Onlangs is er met veel bombarie en enthousiasme een Sociaal Akkoord gepresenteerd. Het opvallende was dat de ‘sociale partners’ (hoezo partners? Ze staan zo ongeveer lijnrecht tegenover elkaar) vele weken nodig hadden om tot dit akkoord te komen en dat Rutte c.s. het binnen een half uur eens waren.

Nog opvallender was dat het akkoord binnen een dag eigenlijk al afgeschoten was, want de bezuinigingen waren van tafel, toch weer niet van tafel, misschien in de lade, toch van tafel, wellicht onder het tapijt, op tafel, van tafel, op tafel.
In ieder geval lijkt een aantal maatregelen het te gaan halen en sommige daarvan hebben betrekking op het HR-vlak. Ik licht er een paar uit en zal aangeven wat er kan gebeuren.


1. Bij contracten van 6 maanden of korter is geen proeftijd meer mogelijk

Dit zal waarschijnlijk inhouden dat werkgevers sneller iemand op de payroll zullen zetten bij een uitzendbureau of payrollbureau.  Dus in plaats van 6 maanden zekerheid voor de werknemer, de onzekerheid van een direct opzegbare overeenkomst. Werkgevers zouden ook kunnen kiezen voor een jaarcontract, mét een proeftijd (i.p.v. half jaar contract). Voor deze laatste optie zal men kiezen indien de werkgever de zekerheid heeft dat er minimaal 1 jaar werkgelegenheid geboden kan worden.

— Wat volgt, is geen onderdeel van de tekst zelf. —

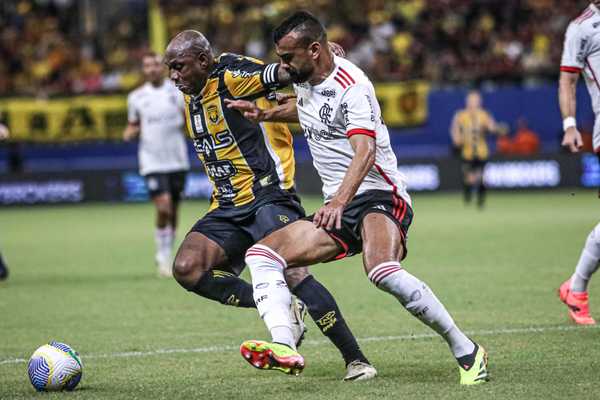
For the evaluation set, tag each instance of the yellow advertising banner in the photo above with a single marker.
(63, 120)
(84, 118)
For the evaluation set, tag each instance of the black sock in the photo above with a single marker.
(466, 362)
(3, 269)
(481, 195)
(467, 192)
(226, 288)
(326, 314)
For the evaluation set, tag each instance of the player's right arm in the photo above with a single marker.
(284, 111)
(132, 129)
(572, 63)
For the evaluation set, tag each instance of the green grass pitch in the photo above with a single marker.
(85, 275)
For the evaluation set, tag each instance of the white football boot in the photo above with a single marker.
(359, 371)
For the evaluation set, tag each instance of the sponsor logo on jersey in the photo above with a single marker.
(325, 113)
(220, 170)
(213, 114)
(328, 92)
(244, 74)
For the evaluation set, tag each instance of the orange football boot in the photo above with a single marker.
(578, 303)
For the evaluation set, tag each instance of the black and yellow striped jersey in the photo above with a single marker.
(473, 127)
(241, 158)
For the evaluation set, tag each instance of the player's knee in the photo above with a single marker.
(293, 276)
(187, 270)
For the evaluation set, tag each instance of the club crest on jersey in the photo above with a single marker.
(197, 120)
(213, 114)
(325, 113)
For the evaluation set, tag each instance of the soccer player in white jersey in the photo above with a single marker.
(156, 114)
(581, 55)
(367, 207)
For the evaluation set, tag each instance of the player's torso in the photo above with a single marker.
(241, 158)
(589, 52)
(162, 146)
(472, 126)
(323, 112)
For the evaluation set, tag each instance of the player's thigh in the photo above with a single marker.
(302, 244)
(382, 240)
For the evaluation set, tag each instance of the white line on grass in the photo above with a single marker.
(490, 332)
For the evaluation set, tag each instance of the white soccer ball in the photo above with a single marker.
(55, 366)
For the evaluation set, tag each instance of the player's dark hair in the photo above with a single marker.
(302, 22)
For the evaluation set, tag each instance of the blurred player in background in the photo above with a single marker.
(3, 268)
(468, 133)
(251, 167)
(367, 208)
(156, 114)
(581, 54)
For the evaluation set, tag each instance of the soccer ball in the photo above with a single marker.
(54, 366)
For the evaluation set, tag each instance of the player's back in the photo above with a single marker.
(581, 51)
(341, 106)
(159, 110)
(243, 160)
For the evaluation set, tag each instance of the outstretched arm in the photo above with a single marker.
(567, 89)
(285, 111)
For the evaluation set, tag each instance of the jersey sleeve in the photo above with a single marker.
(133, 116)
(575, 49)
(357, 107)
(249, 77)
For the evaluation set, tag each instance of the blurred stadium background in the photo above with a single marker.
(66, 66)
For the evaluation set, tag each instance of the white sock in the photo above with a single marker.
(420, 301)
(163, 237)
(271, 294)
(588, 261)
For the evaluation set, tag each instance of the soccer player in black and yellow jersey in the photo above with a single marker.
(251, 167)
(468, 132)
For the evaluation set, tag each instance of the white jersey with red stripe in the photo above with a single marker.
(341, 106)
(581, 51)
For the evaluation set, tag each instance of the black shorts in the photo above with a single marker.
(166, 182)
(373, 201)
(474, 165)
(236, 230)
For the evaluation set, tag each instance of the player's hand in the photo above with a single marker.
(283, 98)
(572, 140)
(3, 132)
(248, 109)
(337, 49)
(130, 132)
(330, 215)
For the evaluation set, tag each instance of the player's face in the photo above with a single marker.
(299, 61)
(152, 68)
(473, 101)
(187, 71)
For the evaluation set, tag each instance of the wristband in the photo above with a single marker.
(569, 122)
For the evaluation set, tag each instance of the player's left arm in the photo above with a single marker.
(360, 119)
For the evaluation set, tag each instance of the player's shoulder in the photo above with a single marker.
(350, 77)
(138, 93)
(587, 22)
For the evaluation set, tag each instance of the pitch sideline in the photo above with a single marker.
(490, 332)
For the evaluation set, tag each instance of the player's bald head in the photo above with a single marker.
(189, 42)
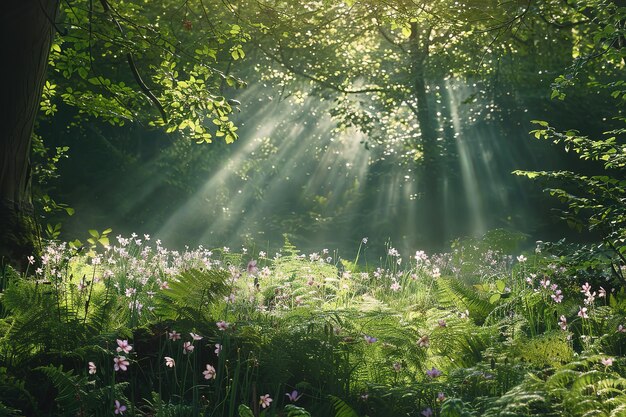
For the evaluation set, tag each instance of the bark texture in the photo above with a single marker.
(26, 33)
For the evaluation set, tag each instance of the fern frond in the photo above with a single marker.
(189, 295)
(342, 409)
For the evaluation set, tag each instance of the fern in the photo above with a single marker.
(191, 292)
(456, 293)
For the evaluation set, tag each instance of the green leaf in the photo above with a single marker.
(244, 411)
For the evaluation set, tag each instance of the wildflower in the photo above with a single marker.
(434, 372)
(423, 341)
(210, 372)
(119, 408)
(123, 346)
(120, 363)
(293, 396)
(265, 400)
(252, 268)
(607, 361)
(557, 296)
(187, 347)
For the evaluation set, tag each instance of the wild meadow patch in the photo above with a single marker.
(125, 326)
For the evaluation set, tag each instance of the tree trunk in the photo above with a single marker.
(26, 35)
(432, 213)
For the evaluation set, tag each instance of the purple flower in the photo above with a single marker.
(293, 396)
(187, 348)
(120, 363)
(210, 372)
(265, 400)
(119, 408)
(123, 346)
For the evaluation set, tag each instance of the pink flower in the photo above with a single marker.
(210, 372)
(123, 346)
(119, 408)
(265, 400)
(120, 363)
(434, 372)
(187, 348)
(252, 268)
(423, 341)
(293, 396)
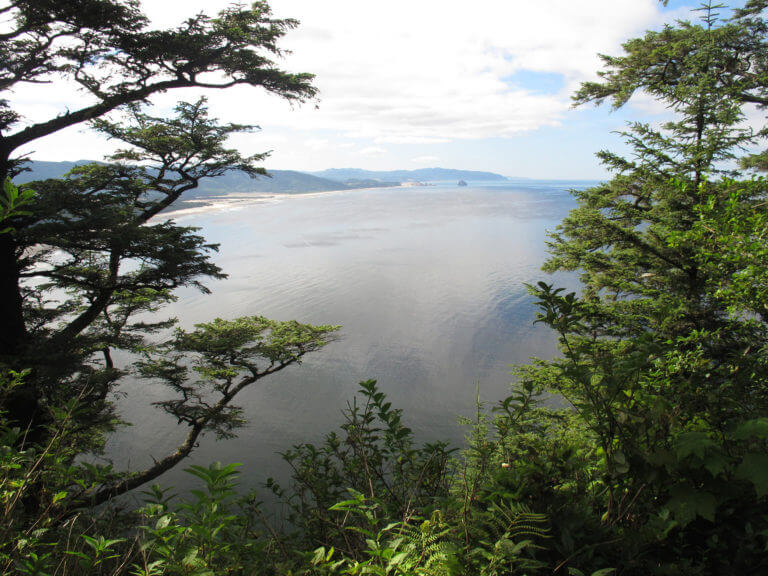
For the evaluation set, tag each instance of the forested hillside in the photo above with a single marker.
(656, 465)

2. Periode dat er tijdelijke contracten geboden mogen worden wordt beperkt

Op dit moment hebben werknemers recht op een vast contract na drie tijdelijke contracten of na verloop van drie jaar. Per 1 januari 2015 wordt de ketenbepaling gewijzigd. Een werknemer mag dan nog steeds maximaal drie tijdelijke contracten krijgen, maar de duur van de ketenbepaling is dan nog slechts twee jaar. Zitten er zes maanden of meer tussen twee tijdelijke contracten, dan begint de ketenbepaling opnieuw. Nu is dat na drie maanden.
Het gevolg kan zijn dat werkgevers die onzeker zijn over de continuïteit van de organisatie na 2 jaar afscheid nemen van de werknemer en een andere werknemer aanstellen (wellicht weer voor de maximale periode van 2 jaar). Een andere optie is om de nieuwe werknemer via een payroll- of uitzendconstructie in te lenen en na een bepaalde periode (bijv. 2 jaar) de werknemer 2 x 1 jaarcontract te geven. Dan heeft de werkgever alsnog 4 jaar flexibiliteit.

3. Crisisteam werkloosheid

Er komt een speciaal crisisteam van de Stichting van de Arbeid (werkgevers en vakbonden) dat zoveel mogelijk gaat voorkomen dat mensen werkloos worden.
Er zijn eerder initiatieven als deze geweest en hoe goed bedoeld ook (wellicht als zoethoudertje), dit heeft nooit eerder écht gewerkt. Het enige dat werkt is stimuleren van werkgelegenheid en de consumptie.

4. In de zorg kunnen geen nulurencontracten meer worden gebruikt

Terecht! Dit zou niet alleen in de zorg beperkt moeten worden, maar overal. Er wordt namelijk vooral misbruik gemaakt van deze regeling. Veel werknemers die een nulurencontract hebben, kennen hun rechten niet en als ze deze wel kennen, dan durven ze er geen gebruik van te maken. Bescherming tegen misbruik is waar het hier om gaat.

5. De WW-duur blijft op maximaal drie jaar

Opvallend. Voor de vele mensen die nu zonder werk zitten, of binnenkort komen te zitten, een veilig idee. Het is ze van harte gegund. In het buitenland blijkt overigens dat een beperking van de WW wel degelijk een positief effect heeft op de werkloosheid en bereidheid om te gaan werken. Drie jaar is, zeker in vergelijking met ander EU-landen, erg ruim.
In mijn optiek te ruim, met uitzondering van de groep ouderen, deze komt namelijk zeer moeilijk aan de slag. Een WW-regeling die ruimer wordt naarmate iemand ouder is en meer arbeidsjaren, lijkt me eerlijker en beter. Dus bijvoorbeeld 3 jaar bij 55+ en max. 1jaar bij een dertiger.

Mijn conclusie is dat Den Haag weer maatregelen treft zonder na te denken hoe de werknemers en werkgevers hier op zullen anticiperen en wat de gevolgen dus zullen zijn. Het Haagse beleid staat steeds verder af van de praktische realiteit. Jammer.